Why AMD's Flexible GPU and Custom CPU Strategy Could Disrupt AVGO and ARM by 2026


AMD has been working on custom chips for years, and I believe that by 2026, this will pose a huge problem for AVGO and ARM.

The biggest advantage of #ASICs from the beginning was that they could be designed entirely for specific purposes; this allowed companies to focus on specific workloads, achieving much higher energy efficiency and significant cost advantages.

However, this power comes at a price: ASIC development processes are extremely long, complex, and expensive, making it impossible for every company to undertake them. Furthermore, once an ASIC is designed from scratch, it constantly needs to be improved, and each generational leap means a lot of time and a lot of cost. Although there are thousands of companies operating in the field of artificial intelligence today, the number of those with the technical capacity and financial power to design and manufacture their own chips is quite limited; those who can participate in this league are generally limited to giants like #Google, #Amazon, #Meta, and #Microsoft.

On the other hand, ASICs also have other significant drawbacks; These chips are inherently inflexible; instead of being general-purpose structures that can adapt to any task, they are designed to focus on a single problem. This makes them extremely fast and energy-efficient in a specific area, but also fragile. Because as soon as the algorithm, model architecture, etc., in the area they focus on changes, the ASICs become irrelevant.

In other words, an initial use case is chosen in ASIC design; for example, when Meta develops a chip to run, say, the Instagram algorithm on its platform, that chip can do that job incredibly fast and with low energy consumption, but it's not possible to tell the same chip, "Now go process WhatsApp data and train a large language model with that data."

AMD, on the other hand, provides both flexibility and continuous updateability thanks to its GPU-based approach; this distinguishes it from solutions optimized for only a specific workload and takes it to a wider range of use.

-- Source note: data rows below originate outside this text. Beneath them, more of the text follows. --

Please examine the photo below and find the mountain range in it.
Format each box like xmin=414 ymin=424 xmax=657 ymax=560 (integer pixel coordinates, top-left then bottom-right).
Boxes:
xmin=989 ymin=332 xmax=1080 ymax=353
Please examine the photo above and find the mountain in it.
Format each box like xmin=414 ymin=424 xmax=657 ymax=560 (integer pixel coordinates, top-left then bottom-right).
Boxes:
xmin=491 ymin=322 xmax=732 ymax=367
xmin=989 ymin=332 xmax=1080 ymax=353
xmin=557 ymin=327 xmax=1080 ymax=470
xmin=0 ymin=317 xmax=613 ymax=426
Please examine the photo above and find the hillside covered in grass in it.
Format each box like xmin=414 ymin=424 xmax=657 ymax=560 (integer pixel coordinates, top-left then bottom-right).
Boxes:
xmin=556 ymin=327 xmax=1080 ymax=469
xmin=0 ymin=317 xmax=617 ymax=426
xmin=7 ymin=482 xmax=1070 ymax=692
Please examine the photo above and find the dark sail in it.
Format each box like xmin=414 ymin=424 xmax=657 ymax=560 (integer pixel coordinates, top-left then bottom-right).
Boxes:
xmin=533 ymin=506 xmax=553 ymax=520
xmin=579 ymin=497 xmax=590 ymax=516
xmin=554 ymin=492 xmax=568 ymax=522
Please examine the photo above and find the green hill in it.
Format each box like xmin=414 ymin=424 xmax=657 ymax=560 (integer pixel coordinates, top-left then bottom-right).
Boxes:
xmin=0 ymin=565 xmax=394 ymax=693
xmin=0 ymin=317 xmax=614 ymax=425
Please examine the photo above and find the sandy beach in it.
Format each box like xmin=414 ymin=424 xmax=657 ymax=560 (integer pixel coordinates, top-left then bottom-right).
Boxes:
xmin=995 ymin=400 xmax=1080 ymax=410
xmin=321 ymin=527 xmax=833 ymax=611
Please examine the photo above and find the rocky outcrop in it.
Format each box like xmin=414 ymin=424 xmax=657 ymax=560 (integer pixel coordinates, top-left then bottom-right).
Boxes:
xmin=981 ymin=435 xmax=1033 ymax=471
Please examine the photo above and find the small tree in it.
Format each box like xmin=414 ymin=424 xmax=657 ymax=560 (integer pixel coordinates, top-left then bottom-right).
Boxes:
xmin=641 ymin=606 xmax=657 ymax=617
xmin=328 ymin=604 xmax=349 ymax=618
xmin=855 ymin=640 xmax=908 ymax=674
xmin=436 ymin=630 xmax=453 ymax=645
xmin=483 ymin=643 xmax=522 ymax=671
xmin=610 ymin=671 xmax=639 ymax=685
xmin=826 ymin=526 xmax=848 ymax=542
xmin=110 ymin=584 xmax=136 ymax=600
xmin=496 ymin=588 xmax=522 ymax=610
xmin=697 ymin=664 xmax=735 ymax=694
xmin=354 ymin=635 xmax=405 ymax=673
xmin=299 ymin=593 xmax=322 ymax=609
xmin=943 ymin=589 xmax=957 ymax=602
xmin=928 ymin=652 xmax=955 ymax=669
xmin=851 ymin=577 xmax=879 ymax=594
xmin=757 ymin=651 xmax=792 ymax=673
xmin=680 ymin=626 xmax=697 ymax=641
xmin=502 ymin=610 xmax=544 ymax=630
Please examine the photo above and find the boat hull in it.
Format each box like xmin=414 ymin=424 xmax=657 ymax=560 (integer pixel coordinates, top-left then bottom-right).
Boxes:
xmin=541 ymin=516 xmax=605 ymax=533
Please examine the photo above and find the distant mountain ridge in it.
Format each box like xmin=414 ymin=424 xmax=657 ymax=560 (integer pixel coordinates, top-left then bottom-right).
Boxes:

Furthermore, AMD has a much faster technology development and generation cycle compared to ASICs, widening the gap in the long run, and I think that gap has already widened considerably.

The same dynamic applies to CPUs as well. The ARM ecosystem offers a structure that allows large-scale companies to design CPUs specifically for their needs. The core value proposition is lower cost and high energy efficiency; that is, the system is optimized to operate at maximum efficiency in the specific workload for which it was designed.

However, this model comes at a price very similar to the ASIC model: the initial CPU design process can take years and requires significant engineering costs. Furthermore, performance improvements or architectural enhancements in each new generation mean long design cycles and high R&D expenditures. Therefore, only large companies like Google and Amazon can afford this.

I believe AMD has reached a significant level of maturity in the custom CPU sector, particularly with series like the EPYC Venice and Venice-X. This allows them to combine the efficiency and custom workload optimization offered by the ARM ecosystem with the high flexibility and raw processing power offered by the x86 architecture under one roof.

In conclusion, with EPYC Venice, Venice-X, and MI455X-based Helios rack systems, they are becoming a serious competitor to both AVGO and ARM. This doesn't mean ARM or #AVGO will disappear from the market, of course; however, the main players will remain #AMD and #Nvidia. Therefore, I find it more reasonable to invest in x86 instead of ARM, and in GPUs instead of #ASICs.

The information, comments and recommendations contained herein are not within the scope of investment consultancy. Investment consultancy services are provided within the framework of the investment consultancy agreement to be signed between brokerage firms, portfolio management companies, banks that do not accept deposits and customers. The comments in this article are only my personal comments and these comments may not be appropriate for your financial situation and risk return. For this reason, investments should not be made based on the information and comments in my articles.